Apple a envisagé de prendre une commission de 40% sur l’ensemble des achats et souscriptions d’abonnement réalisés depuis l’App Store.

Dans le cadre de l’enquête menée par la Chambre des États-Unis concernant les pratiques anticoncurrentielles des GAFA, le PDG d’Apple, Tim Cook, a été amené à s’exprimer à plusieurs reprises sur la politique appliquée sur l’App Store. Depuis plusieurs semaines, la boutique d’applications de la firme californienne fait l’objet de nombreuses critiques concernant notamment la commission appliquée sur l’ensemble des achats et des abonnements souscrits sur celle-ci.

Au cours de l’interrogatoire de Tim Cook par les membres de la Chambre des États-Unis, plusieurs documents internes ont été passés en revue, dont un mail en particulier. Daté de mars 2011, le mail envoyé par Eddy Cue, le vice-président senior des services et logiciels internet chez Apple, à plusieurs hauts responsables de l’entreprise évoque l’idée de prélever une commission de 40% la première année. Eddy Cue précise qu’il doit encore sécuriser quelques accords et déterminer si ce pourcentage est « juste ». Ce à quoi l’un des responsables, Jai Chulani, a répondu : « je pense que nous pourrions perdre de l’argent si nous demandons juste 30% la première année d’abonnement ». À cette époque, cette commission devait avant tout s’appliquer sur les app proposant du contenu numérique comme Hulu sur l’Apple TV.

Au final, malgré ces discussions, la firme californienne a opté pour une commission de 30% appliquée sur l’ensemble des abonnements achetés via l’App Store au cours de la première année, après quoi la commission passe à 15%.

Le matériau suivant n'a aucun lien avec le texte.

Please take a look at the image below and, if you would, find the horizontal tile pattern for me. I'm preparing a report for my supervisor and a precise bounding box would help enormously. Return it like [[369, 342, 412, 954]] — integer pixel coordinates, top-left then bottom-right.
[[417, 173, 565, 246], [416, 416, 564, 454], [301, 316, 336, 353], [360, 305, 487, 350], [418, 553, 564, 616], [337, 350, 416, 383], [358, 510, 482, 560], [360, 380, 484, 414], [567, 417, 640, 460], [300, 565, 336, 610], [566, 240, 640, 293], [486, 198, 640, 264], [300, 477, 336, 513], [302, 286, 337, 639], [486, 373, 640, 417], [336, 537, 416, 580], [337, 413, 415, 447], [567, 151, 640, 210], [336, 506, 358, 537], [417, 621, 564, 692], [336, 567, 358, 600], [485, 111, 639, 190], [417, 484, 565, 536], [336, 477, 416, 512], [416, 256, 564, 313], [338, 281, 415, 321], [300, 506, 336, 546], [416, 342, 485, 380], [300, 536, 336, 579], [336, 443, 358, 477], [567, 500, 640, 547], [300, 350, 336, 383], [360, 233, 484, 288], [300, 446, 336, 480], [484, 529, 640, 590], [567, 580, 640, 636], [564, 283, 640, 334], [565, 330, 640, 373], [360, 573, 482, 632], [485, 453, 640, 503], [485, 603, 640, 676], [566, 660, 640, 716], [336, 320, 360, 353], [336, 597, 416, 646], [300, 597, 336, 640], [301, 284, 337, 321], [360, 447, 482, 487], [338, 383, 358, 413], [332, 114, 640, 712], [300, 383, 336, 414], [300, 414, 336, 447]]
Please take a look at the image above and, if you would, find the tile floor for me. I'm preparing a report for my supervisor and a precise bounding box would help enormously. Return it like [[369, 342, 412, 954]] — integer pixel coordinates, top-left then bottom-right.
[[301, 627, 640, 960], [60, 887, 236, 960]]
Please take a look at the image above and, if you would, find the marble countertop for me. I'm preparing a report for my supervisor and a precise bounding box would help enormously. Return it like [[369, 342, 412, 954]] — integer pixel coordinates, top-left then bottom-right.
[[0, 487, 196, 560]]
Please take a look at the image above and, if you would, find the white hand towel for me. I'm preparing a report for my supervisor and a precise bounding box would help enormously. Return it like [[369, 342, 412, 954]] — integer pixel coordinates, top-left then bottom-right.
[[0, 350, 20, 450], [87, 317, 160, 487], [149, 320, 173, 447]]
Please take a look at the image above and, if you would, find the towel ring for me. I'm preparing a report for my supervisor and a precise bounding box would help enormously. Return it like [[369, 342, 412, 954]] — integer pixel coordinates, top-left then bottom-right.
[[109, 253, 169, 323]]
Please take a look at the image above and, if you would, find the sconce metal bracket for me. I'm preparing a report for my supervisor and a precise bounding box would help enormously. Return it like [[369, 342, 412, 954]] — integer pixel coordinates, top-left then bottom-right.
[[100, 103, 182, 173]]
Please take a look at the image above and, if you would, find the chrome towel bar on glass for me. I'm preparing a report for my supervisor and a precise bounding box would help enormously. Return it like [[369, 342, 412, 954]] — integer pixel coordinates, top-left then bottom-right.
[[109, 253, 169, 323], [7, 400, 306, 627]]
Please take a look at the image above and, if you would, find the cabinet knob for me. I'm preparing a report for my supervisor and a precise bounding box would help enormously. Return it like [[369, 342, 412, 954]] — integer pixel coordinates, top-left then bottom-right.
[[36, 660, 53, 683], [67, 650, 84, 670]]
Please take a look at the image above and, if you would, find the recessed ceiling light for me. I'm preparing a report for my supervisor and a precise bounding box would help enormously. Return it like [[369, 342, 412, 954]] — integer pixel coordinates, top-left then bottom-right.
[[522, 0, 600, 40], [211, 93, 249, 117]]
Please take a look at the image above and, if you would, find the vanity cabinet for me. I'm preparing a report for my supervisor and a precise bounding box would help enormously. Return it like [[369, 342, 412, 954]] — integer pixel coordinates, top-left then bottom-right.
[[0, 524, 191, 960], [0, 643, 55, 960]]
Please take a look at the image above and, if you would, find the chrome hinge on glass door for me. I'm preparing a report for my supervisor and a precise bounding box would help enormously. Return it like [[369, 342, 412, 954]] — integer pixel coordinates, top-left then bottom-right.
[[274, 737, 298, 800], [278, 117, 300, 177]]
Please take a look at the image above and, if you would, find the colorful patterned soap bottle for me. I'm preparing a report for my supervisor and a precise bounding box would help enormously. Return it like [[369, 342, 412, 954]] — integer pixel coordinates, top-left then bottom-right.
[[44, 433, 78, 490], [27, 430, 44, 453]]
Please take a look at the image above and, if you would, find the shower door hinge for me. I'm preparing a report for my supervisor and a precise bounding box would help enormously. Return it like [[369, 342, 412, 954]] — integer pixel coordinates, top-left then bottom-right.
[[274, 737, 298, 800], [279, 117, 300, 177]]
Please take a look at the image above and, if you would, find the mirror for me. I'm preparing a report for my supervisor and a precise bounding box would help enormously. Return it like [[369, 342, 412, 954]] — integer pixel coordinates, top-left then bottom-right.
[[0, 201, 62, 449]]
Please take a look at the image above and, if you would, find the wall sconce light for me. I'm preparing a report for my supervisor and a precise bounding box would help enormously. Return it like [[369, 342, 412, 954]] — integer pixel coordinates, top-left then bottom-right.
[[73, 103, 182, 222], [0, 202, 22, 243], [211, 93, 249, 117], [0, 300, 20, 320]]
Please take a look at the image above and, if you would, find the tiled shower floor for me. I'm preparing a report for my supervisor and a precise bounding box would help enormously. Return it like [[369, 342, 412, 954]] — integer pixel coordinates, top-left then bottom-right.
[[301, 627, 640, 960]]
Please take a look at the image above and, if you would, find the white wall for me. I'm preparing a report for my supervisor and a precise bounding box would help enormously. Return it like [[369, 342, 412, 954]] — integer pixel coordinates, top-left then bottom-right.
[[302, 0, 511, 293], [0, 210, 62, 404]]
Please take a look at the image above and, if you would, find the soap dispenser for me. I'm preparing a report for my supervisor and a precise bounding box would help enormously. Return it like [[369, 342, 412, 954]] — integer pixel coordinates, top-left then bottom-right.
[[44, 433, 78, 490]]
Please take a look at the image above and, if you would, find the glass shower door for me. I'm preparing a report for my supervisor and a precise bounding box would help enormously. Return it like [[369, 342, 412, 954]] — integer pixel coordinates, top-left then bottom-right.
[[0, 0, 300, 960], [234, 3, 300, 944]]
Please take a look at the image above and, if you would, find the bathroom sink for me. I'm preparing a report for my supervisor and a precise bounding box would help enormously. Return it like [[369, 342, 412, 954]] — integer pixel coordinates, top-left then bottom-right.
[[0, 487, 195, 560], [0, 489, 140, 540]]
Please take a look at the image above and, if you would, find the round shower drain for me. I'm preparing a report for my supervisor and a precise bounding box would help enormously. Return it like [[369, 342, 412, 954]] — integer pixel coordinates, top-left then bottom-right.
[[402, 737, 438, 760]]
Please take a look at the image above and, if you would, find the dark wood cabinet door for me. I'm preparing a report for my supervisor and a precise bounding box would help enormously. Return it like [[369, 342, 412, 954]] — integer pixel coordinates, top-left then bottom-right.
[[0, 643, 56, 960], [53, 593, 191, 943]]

Durant son entretien, Tim Cook a justifié à plusieurs reprises cette commission, dont les frais de structure que la gestion de la boutique d’applications entraîne. Il a également rappelé que l’App Store fournit une vitrine prestigieuse aux apps présentes sur la plateforme et que le montant de la commission n’avait pas évolué depuis le lancement du service en 2011.

Reste à voir si les arguments avancés par le PDG de l’entreprise suffiront à contrer les accusations de pratiques anticoncurrentielles à l’encontre de l’App Store.